Lui s’aperçoit que je suis une fille et devient très gêné, se cache le visage et dit qu’il s’en va au fond. les autres sont pliés. Moi je ris et lui dis que ça ne vaut pas la peine de se mettre dans cet état. Quand il revient il me demande si j’habite à Argenteuil, sous-entendu, si un truc comme moi habite dans sa ville à lui.

—Oui

Puis:

—Oh c’est quoi ça, ça veut dire quoi ça. Fellini? C’est quoi.? Il est soupçonneux. Mais pourquoi c’est écrit deux fois?

Moi, je tente un peu de pédagogie et abandonne. Pas le courage. Faudrait tout reprendre à zero…

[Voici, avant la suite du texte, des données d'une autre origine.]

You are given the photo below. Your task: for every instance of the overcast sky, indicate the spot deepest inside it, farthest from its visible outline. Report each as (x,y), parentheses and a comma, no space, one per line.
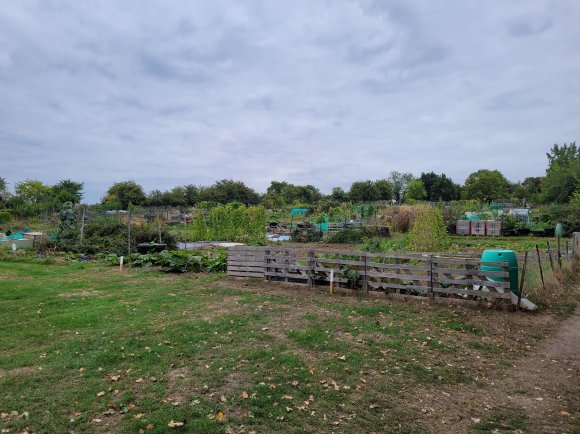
(169,93)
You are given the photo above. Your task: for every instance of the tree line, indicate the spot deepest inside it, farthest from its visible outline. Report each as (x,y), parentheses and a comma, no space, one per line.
(559,185)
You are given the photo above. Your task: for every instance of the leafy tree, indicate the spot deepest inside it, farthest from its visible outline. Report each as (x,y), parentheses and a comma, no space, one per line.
(428,232)
(281,193)
(385,189)
(563,173)
(121,194)
(486,185)
(415,191)
(338,194)
(190,194)
(400,181)
(363,191)
(32,192)
(228,190)
(4,195)
(67,191)
(439,187)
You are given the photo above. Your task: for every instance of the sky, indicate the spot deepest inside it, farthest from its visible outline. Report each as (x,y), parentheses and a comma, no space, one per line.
(170,93)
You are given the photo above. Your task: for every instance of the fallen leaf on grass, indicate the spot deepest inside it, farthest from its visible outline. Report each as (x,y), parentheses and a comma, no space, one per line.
(173,424)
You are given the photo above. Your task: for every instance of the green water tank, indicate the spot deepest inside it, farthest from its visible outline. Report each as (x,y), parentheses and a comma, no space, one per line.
(509,256)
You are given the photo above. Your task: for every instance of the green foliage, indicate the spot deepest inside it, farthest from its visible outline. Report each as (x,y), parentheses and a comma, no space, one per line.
(512,226)
(486,185)
(176,261)
(67,191)
(439,187)
(228,190)
(428,232)
(349,236)
(109,235)
(121,194)
(231,223)
(415,191)
(280,194)
(5,217)
(563,173)
(309,234)
(399,182)
(363,191)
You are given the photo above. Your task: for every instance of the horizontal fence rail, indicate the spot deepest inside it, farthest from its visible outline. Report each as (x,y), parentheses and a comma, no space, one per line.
(413,274)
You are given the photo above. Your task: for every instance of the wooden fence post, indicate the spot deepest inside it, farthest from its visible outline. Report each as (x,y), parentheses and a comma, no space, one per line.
(311,267)
(266,268)
(129,234)
(522,281)
(365,277)
(431,295)
(540,266)
(550,256)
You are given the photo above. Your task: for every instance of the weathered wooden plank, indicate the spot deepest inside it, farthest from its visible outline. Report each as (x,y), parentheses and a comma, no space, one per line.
(467,262)
(242,274)
(339,261)
(483,273)
(248,263)
(398,266)
(491,283)
(398,276)
(244,268)
(374,284)
(459,291)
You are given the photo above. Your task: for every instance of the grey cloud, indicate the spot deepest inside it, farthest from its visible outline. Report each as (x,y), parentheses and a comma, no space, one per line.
(522,27)
(314,92)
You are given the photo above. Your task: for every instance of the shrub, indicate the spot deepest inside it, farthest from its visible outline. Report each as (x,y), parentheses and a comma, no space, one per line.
(232,222)
(349,236)
(428,232)
(5,217)
(109,235)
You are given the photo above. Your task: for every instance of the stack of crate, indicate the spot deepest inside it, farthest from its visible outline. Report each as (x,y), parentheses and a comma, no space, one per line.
(463,227)
(478,227)
(493,228)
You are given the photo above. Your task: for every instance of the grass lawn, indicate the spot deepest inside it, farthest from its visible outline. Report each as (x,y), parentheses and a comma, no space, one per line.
(85,348)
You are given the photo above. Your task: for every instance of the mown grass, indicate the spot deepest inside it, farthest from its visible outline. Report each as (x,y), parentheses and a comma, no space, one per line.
(85,348)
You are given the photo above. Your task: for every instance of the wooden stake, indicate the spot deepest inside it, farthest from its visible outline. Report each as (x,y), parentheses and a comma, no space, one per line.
(129,234)
(82,226)
(331,290)
(550,256)
(522,281)
(540,266)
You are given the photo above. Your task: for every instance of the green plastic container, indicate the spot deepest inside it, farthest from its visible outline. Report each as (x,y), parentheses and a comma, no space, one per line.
(509,256)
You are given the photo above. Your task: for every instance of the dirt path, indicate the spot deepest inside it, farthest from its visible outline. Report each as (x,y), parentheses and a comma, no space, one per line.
(541,394)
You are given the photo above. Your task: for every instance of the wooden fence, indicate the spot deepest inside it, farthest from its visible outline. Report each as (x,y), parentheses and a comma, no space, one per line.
(420,275)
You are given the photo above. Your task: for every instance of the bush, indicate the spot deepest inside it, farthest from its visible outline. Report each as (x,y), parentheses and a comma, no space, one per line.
(349,236)
(428,232)
(178,261)
(309,234)
(109,235)
(513,226)
(5,217)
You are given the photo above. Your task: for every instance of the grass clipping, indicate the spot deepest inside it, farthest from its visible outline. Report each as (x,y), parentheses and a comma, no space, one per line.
(428,232)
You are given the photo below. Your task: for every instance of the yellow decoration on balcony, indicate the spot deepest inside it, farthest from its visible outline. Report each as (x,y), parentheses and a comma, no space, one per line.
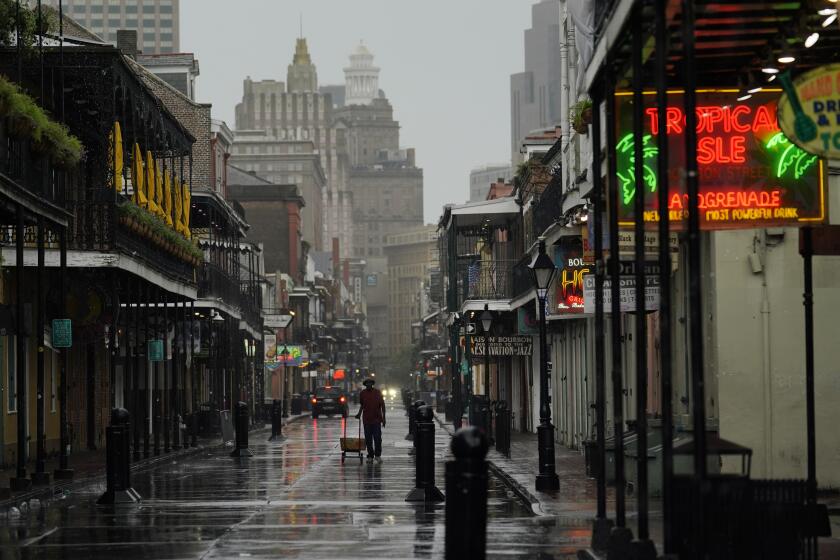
(137,179)
(167,198)
(159,191)
(151,185)
(187,198)
(116,156)
(179,206)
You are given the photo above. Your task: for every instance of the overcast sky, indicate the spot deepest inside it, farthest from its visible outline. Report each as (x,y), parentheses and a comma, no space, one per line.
(445,66)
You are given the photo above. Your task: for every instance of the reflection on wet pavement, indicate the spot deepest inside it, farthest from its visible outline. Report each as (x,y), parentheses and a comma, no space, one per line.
(293,499)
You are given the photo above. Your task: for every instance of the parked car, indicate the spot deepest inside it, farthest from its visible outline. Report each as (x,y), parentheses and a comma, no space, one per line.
(329,400)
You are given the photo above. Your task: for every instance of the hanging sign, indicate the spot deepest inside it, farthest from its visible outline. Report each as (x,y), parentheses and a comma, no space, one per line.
(568,280)
(62,333)
(808,111)
(750,173)
(155,350)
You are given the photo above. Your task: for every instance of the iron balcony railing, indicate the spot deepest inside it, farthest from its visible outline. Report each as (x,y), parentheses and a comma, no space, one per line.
(485,279)
(22,164)
(215,283)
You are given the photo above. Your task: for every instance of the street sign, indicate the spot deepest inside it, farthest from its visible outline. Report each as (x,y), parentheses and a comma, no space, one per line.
(155,350)
(62,333)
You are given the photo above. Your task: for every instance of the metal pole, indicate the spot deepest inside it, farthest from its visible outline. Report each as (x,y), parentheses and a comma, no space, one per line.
(615,295)
(40,476)
(20,353)
(63,471)
(547,479)
(664,274)
(808,303)
(694,256)
(600,350)
(641,317)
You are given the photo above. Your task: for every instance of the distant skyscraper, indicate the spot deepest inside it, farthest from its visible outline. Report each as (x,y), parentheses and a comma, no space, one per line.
(157,21)
(361,78)
(297,111)
(535,93)
(482,177)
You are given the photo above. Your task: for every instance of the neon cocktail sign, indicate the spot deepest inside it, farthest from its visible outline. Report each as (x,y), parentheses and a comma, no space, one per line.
(750,173)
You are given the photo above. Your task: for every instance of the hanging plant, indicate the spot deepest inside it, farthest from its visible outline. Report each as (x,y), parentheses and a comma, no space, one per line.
(581,115)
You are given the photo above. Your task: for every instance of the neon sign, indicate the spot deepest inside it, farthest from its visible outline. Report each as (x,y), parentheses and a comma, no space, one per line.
(751,174)
(568,283)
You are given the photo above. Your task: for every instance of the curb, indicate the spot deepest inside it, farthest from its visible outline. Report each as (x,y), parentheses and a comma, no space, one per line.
(51,489)
(521,492)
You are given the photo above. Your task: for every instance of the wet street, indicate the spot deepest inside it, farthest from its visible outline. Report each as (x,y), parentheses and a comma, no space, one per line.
(292,499)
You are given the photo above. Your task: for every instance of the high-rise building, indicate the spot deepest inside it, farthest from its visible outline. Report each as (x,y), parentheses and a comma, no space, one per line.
(296,110)
(157,21)
(482,177)
(386,183)
(286,162)
(535,93)
(411,257)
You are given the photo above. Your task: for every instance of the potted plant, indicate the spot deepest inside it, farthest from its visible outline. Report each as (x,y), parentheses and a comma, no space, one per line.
(581,115)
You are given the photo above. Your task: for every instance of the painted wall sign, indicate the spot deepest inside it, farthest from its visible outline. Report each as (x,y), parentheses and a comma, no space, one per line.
(627,294)
(501,345)
(809,111)
(751,175)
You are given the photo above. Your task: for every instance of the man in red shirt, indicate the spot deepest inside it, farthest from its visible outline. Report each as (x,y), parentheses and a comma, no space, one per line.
(372,412)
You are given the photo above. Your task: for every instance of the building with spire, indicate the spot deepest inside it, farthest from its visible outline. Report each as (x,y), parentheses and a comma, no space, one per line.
(386,184)
(273,114)
(361,78)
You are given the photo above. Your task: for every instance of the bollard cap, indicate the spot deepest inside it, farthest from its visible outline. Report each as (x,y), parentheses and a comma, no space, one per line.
(469,443)
(425,414)
(119,416)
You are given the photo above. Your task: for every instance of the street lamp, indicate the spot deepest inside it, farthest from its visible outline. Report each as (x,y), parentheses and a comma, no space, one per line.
(486,323)
(284,319)
(542,269)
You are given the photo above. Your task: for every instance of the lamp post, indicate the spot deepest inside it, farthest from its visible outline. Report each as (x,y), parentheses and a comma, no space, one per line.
(542,269)
(283,320)
(486,323)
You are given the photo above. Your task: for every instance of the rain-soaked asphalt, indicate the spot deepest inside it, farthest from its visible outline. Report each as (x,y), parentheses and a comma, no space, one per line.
(293,499)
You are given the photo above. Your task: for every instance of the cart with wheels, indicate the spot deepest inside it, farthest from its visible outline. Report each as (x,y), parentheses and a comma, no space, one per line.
(349,446)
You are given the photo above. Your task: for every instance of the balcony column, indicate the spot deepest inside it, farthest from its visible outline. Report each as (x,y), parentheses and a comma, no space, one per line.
(40,476)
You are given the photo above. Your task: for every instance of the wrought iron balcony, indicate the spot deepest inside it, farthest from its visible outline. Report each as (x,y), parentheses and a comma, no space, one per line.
(485,279)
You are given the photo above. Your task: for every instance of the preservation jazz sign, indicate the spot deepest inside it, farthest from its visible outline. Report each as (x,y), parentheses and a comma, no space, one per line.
(501,345)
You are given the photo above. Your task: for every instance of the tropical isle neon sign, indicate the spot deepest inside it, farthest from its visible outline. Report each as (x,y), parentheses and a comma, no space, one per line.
(750,173)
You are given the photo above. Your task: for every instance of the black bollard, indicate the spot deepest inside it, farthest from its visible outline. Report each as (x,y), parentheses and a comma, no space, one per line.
(466,496)
(118,488)
(276,420)
(412,422)
(241,422)
(424,466)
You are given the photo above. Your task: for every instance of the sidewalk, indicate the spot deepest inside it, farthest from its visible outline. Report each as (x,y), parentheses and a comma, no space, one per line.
(89,465)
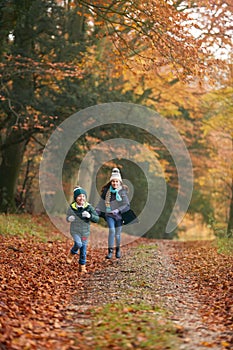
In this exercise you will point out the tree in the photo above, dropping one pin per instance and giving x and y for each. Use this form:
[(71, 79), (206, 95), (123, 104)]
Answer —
[(218, 128)]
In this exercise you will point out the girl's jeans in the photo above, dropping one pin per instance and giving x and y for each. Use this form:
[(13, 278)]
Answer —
[(115, 227), (80, 243)]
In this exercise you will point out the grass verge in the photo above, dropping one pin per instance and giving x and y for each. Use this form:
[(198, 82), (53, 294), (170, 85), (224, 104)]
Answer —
[(25, 225)]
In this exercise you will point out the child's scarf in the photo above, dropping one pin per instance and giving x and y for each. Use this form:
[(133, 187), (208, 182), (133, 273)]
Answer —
[(108, 197)]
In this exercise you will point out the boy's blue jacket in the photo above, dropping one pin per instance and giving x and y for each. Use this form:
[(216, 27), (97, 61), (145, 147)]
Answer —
[(81, 225)]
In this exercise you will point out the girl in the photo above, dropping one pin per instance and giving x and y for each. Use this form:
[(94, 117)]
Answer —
[(114, 201)]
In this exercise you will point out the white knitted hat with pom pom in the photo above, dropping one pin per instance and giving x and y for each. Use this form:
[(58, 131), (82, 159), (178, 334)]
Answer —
[(116, 175)]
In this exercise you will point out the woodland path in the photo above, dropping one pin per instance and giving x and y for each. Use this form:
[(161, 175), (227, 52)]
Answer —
[(152, 276), (46, 304)]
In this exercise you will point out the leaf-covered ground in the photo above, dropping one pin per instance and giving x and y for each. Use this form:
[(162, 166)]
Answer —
[(181, 292)]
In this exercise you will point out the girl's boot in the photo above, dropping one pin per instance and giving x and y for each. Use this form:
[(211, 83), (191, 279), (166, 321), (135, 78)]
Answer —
[(82, 268), (118, 252), (110, 251)]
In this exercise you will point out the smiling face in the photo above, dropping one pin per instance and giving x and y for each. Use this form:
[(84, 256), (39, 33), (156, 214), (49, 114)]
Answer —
[(81, 199), (115, 183)]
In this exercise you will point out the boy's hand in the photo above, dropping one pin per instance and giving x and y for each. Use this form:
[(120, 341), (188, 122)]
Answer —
[(86, 214), (115, 211), (71, 218)]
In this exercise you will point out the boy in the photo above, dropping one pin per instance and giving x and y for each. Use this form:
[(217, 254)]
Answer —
[(80, 213)]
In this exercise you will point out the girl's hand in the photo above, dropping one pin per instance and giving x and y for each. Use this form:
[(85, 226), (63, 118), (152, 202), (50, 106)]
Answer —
[(115, 211), (71, 218)]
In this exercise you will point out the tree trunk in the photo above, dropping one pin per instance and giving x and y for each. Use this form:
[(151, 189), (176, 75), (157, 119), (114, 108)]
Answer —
[(12, 157), (230, 220)]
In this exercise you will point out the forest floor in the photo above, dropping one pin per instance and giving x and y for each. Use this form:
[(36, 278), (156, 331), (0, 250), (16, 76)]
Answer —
[(160, 295)]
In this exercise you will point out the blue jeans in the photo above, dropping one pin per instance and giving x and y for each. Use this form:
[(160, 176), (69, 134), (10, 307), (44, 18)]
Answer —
[(115, 227), (80, 243)]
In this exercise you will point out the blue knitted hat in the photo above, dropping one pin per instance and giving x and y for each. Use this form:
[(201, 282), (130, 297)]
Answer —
[(78, 191)]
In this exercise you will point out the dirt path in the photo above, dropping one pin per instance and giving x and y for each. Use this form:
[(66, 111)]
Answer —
[(148, 275)]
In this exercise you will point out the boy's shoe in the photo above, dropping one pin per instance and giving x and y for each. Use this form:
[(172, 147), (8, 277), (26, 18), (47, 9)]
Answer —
[(118, 252), (82, 268), (70, 258), (110, 252)]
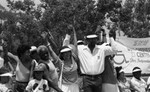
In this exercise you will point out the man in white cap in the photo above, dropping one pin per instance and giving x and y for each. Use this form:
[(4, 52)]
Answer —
[(91, 64), (138, 84)]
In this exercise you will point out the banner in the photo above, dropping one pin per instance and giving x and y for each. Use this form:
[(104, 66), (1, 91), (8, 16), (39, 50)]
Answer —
[(129, 58), (142, 44)]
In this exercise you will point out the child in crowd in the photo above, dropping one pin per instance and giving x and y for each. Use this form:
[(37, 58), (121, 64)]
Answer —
[(38, 84)]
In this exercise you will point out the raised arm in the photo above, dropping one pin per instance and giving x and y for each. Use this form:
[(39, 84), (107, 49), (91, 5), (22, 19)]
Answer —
[(53, 54), (13, 56)]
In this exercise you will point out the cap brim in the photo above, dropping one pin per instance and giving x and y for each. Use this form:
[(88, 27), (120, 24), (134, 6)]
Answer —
[(7, 74), (65, 50), (91, 36), (137, 70)]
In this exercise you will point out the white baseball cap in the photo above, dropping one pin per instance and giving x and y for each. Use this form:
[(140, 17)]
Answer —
[(65, 50), (33, 48), (91, 36)]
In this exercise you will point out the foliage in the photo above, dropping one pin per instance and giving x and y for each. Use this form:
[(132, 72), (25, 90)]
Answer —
[(25, 22), (134, 18)]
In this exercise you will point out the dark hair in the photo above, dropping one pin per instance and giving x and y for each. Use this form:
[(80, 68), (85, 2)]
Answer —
[(22, 49), (118, 70), (61, 54), (32, 53), (34, 76)]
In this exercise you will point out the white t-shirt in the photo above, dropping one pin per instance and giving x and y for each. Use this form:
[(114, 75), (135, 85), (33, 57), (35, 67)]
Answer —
[(93, 63), (34, 83), (140, 84)]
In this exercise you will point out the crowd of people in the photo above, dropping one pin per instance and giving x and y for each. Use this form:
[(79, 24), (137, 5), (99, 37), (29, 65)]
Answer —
[(85, 66)]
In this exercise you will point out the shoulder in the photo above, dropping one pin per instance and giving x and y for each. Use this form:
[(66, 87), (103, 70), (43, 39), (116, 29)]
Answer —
[(32, 81), (81, 46)]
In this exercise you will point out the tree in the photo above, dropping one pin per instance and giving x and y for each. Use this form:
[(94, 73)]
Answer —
[(134, 18)]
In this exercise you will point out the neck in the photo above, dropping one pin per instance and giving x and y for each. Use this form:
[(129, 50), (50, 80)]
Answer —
[(91, 47)]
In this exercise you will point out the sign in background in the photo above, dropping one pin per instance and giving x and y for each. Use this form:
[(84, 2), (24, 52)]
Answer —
[(129, 58), (142, 44)]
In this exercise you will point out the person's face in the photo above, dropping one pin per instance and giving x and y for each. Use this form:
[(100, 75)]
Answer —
[(4, 79), (122, 75), (137, 74), (44, 55), (66, 55), (92, 41), (34, 55), (26, 56), (39, 75)]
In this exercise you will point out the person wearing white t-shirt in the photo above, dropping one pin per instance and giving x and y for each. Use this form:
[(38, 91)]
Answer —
[(38, 84), (92, 57)]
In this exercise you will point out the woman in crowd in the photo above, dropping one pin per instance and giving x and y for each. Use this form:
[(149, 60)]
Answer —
[(50, 71), (123, 83), (38, 83), (23, 68), (69, 73)]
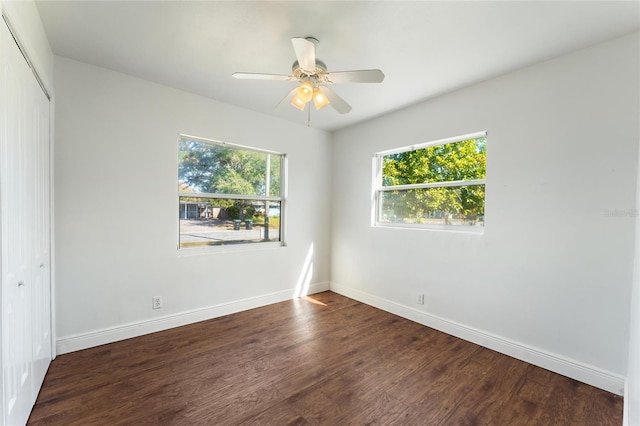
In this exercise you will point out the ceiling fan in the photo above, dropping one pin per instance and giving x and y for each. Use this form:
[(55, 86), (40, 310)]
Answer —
[(313, 77)]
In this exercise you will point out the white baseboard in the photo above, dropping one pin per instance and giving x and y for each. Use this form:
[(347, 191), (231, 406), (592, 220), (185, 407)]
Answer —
[(588, 374), (625, 404), (127, 331)]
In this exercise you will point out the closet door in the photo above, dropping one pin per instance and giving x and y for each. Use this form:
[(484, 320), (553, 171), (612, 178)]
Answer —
[(26, 322), (40, 267)]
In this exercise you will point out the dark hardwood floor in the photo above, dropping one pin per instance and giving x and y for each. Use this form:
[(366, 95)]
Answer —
[(325, 359)]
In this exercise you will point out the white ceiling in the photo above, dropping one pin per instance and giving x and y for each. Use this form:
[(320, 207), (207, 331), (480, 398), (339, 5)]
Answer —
[(425, 48)]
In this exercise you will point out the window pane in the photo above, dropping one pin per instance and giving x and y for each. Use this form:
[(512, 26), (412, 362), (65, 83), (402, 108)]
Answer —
[(458, 205), (217, 169), (464, 160), (213, 221)]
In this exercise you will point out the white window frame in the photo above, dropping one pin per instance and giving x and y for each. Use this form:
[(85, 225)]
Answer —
[(378, 188), (205, 195)]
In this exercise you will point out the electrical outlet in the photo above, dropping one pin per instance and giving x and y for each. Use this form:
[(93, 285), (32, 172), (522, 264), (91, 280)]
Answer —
[(156, 302)]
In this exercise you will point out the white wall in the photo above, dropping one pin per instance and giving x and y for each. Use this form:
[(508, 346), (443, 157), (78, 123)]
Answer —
[(116, 208), (25, 21), (550, 279), (632, 395)]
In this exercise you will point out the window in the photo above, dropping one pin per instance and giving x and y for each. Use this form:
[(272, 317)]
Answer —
[(437, 185), (228, 194)]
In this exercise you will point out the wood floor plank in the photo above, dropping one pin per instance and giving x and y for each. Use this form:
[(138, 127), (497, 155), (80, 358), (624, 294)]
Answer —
[(319, 360)]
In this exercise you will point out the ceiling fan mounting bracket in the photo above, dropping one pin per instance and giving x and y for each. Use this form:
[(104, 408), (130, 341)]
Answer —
[(312, 40), (318, 76)]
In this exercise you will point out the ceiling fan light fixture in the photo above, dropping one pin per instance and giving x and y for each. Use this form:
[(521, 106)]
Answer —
[(298, 103), (320, 100), (305, 92)]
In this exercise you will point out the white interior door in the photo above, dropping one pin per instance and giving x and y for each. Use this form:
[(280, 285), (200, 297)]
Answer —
[(24, 215), (40, 201)]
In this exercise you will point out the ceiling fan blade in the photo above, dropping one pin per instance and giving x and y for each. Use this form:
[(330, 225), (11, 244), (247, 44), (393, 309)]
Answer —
[(286, 101), (359, 76), (256, 76), (305, 53), (336, 101)]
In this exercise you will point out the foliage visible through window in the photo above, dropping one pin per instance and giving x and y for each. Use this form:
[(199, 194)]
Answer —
[(436, 185), (228, 194)]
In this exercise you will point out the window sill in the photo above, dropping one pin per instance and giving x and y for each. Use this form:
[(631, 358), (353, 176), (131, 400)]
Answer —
[(458, 229), (229, 248)]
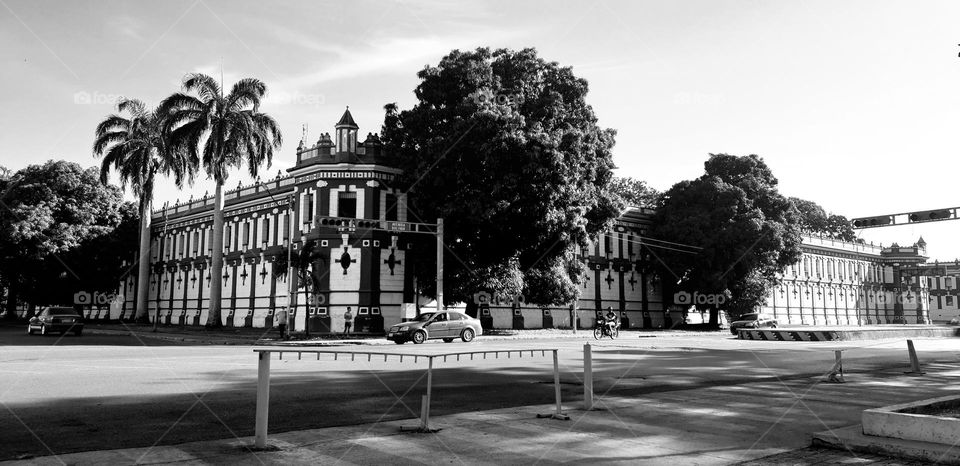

—C’est un cinéaste. Un réalisateur.

froncements d’yeux dela part des trois garçons

—Oui un type qui fait des films. Qui en faisait. Il est mort.

—J’kiffe pas…

C’est là où j’ai abandonné. Ne pas » kiffer » une personne qui deux minutes auparavant n’était qu’une chaise ou le nom d’un MacDo Italien…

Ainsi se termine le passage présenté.